Filed in archive Information About , Market Perturbations by Scott Wilson on September 30, 2008
I certainly hope we don't see many more articles in this vein coming out, which suggest that Information Technology may bear some of the blame for the current market crisis. The post, by the usually completely level-headed John Halamka, CIO and Dean for Technology at Harvard Medical School, reads more like a jealous and petty gotcha for financial services IT departments. "Since 1998, I've often been told that Healthcare IT needs to take a lesson from the financial folks about doing IT right," Halamka says, before going on smugly to speculate that perhaps Healthcare IT isn't so backward and maybe financial services IT isn't such hot stuff after all. "One thing is for certain, In 2008, no one is going to tell me that healthcare IT should run as well as Lehman Brothers," he promises near the end.

While it will likely be years, if not decades, before we know all the factors leading into the current crisis, it seems sophmoric to focus on IT as the culprit at this point. Halamka's questions as to the business intelligence capabilities and dashboard tools available to executives are unlikely to provide definitive clues, simply due to the complexity of the financial instruments and the relative difficulty of judging the efficacy of presentations in such diverse environments. But those questions seem beside the point when plenty of people inside and outside the industry were warning of the potential for such a collapse for going on a year now.
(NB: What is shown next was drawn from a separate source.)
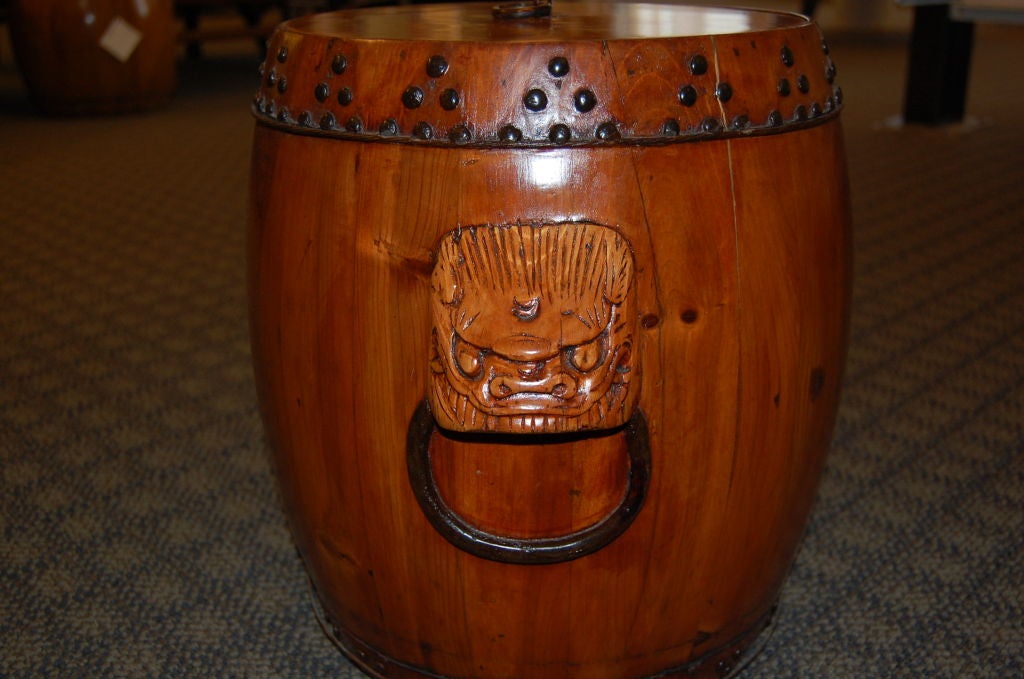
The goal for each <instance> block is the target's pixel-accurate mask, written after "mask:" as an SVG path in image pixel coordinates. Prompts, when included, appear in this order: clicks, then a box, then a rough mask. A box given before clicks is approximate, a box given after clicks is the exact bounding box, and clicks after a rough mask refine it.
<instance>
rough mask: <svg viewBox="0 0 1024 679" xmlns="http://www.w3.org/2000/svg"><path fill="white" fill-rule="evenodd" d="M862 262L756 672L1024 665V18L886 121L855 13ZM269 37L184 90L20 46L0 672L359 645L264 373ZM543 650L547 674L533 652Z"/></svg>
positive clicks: (12, 84) (888, 50)
mask: <svg viewBox="0 0 1024 679" xmlns="http://www.w3.org/2000/svg"><path fill="white" fill-rule="evenodd" d="M833 53H834V55H835V58H836V61H837V63H838V66H839V81H840V83H841V84H842V85H843V88H844V90H845V92H846V101H847V109H846V111H845V113H844V116H845V124H846V132H847V137H848V142H849V160H850V167H851V172H852V190H853V202H854V216H855V230H856V232H855V247H856V250H855V257H856V271H857V279H856V285H855V290H854V308H853V328H852V338H851V344H850V358H849V368H848V372H847V381H846V385H845V391H844V398H843V402H842V407H841V411H840V416H839V424H838V427H837V432H836V438H835V442H834V449H833V451H831V454H830V457H829V461H828V465H827V469H826V472H825V475H824V479H823V483H822V486H821V492H820V497H819V500H818V503H817V505H816V508H815V511H814V514H813V516H812V519H811V522H810V525H809V528H808V533H807V536H806V539H805V542H804V545H803V548H802V551H801V553H800V554H799V558H798V560H797V562H796V564H795V566H794V569H793V572H792V576H791V578H790V580H788V581H787V584H786V588H785V590H784V592H783V596H782V601H781V607H780V609H779V613H778V617H777V621H776V625H775V629H774V633H773V635H772V637H771V638H770V639H769V641H768V643H767V645H766V647H765V649H764V651H763V653H762V654H761V655H760V656H759V657H758V659H757V660H756V661H755V662H754V663H753V664H752V665H751V666H750V667H749V668H748V669H746V670H745V671H744V673H743V674H742V675H741V676H742V677H743V678H744V679H754V678H758V679H767V678H777V677H795V678H796V677H799V678H816V677H840V678H847V677H850V678H861V677H906V678H910V677H950V678H952V677H956V678H962V677H993V678H1000V679H1002V678H1010V677H1021V676H1024V190H1022V187H1024V161H1022V158H1024V79H1022V78H1020V73H1019V72H1020V63H1021V62H1022V61H1024V33H1022V32H1021V31H1010V30H983V31H981V32H980V33H979V36H978V46H977V51H976V59H975V63H974V71H973V73H974V76H973V84H972V87H971V95H970V102H969V107H968V108H969V111H970V113H971V115H972V116H973V117H974V118H975V119H976V120H975V123H974V124H972V125H971V126H966V127H961V128H955V129H949V128H943V129H921V128H914V129H894V128H891V127H888V126H886V125H885V124H884V122H885V120H886V119H887V117H889V116H892V115H894V114H897V113H898V112H899V109H900V107H901V100H902V77H903V70H904V52H903V48H902V46H901V45H900V44H896V43H893V42H891V41H890V42H885V41H883V42H876V43H871V42H862V41H857V42H851V41H843V40H837V41H834V48H833ZM257 58H258V57H257V55H256V54H255V52H253V53H243V54H241V55H238V56H236V55H232V54H231V53H220V54H217V53H215V52H213V53H211V55H210V56H208V58H207V59H206V60H204V61H201V62H190V63H185V65H183V66H182V69H181V87H180V91H179V93H178V95H177V97H176V98H175V100H174V101H173V103H172V105H171V107H169V108H167V109H165V110H163V111H159V112H155V113H152V114H146V115H141V116H132V117H122V118H105V119H43V118H38V117H35V116H33V115H32V113H31V111H30V110H29V108H28V103H27V101H26V99H25V95H24V93H23V91H22V90H20V86H19V83H18V81H17V79H16V76H15V74H14V73H13V70H12V67H11V65H10V62H9V60H8V61H4V62H2V63H0V107H2V109H0V536H2V537H0V677H184V676H187V677H221V676H239V677H323V676H335V677H358V676H361V675H359V674H358V673H357V672H356V671H355V670H353V669H352V668H351V666H350V665H349V664H348V663H347V662H346V661H345V660H344V659H343V657H342V656H341V655H340V654H339V653H338V652H337V651H336V650H335V648H334V647H333V646H332V645H331V643H330V642H329V641H328V639H327V638H326V637H325V636H324V635H323V634H322V632H321V630H319V629H318V627H317V625H316V623H315V621H314V618H313V616H312V612H311V609H310V604H309V600H308V598H307V593H306V583H305V577H304V575H303V572H302V569H301V565H300V563H299V561H298V559H297V557H296V555H295V553H294V551H293V548H292V546H291V543H290V540H289V537H288V535H287V531H286V527H285V520H284V517H283V516H282V514H281V512H280V510H279V504H278V500H276V497H275V491H274V486H273V481H272V477H271V473H270V470H269V467H268V464H267V459H266V454H265V448H264V447H265V443H264V439H263V435H262V430H261V425H260V422H259V419H258V415H257V410H256V404H255V393H254V389H253V385H252V381H251V373H250V365H249V362H250V355H249V349H248V336H247V325H246V299H245V289H244V261H243V256H244V251H243V245H244V230H245V220H246V215H245V209H246V176H247V172H248V155H249V143H250V135H251V132H252V127H253V122H252V120H251V118H250V116H249V113H248V105H249V101H250V98H251V95H252V93H253V92H254V91H255V87H256V63H257ZM524 679H528V678H524Z"/></svg>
Clearly sufficient information was available, and decipherable to some; how much responsibility can you place on a BI dashboard to make the user get the point?

It sounds as if Halamka is bitter about the characterization of healthcare IT as a red-headed stepchild in the industry, and financial services IT as the fair-haired boy. But these were characterizations not without reason; until recently, healthcare IT has lagged considerably behind the potential of IT as a whole, while financial services has been at the forefront. Financial services IT had largely automated its whole world at a time when healthcare IT was struggling to get the most basic patient data consistent inside an organization (to say nothing of across the industry). This is simply how it was; there's no need to feel defensive about it, particularly considering the strides that healthcare IT has made, many of them courtesy of forward-thinking CIOs like Halamka. But accusing IT of having a significant hand in this meltdown reflects as poorly to the general public on healthcare systems as it does on financial systems. They (and many executives) don't see the differentiation. Computers are computers, and if you're telling them those devilish machines just blew up their 401K, do you think they're going to trust them with their medical information or to run the antivirus software effectively??

Let's slow down and not shoot ourselves all in the foot just yet by stirring up idle speculation over the culpability of technology in the current meltdown. Perhaps a larger discussion is in order over the velocity of markets in an age of automated trading systems, and how removing people from the loop in either financial services, or healthcare, may be a bad idea, but I think any finger-pointing at this point does us all more harm than good.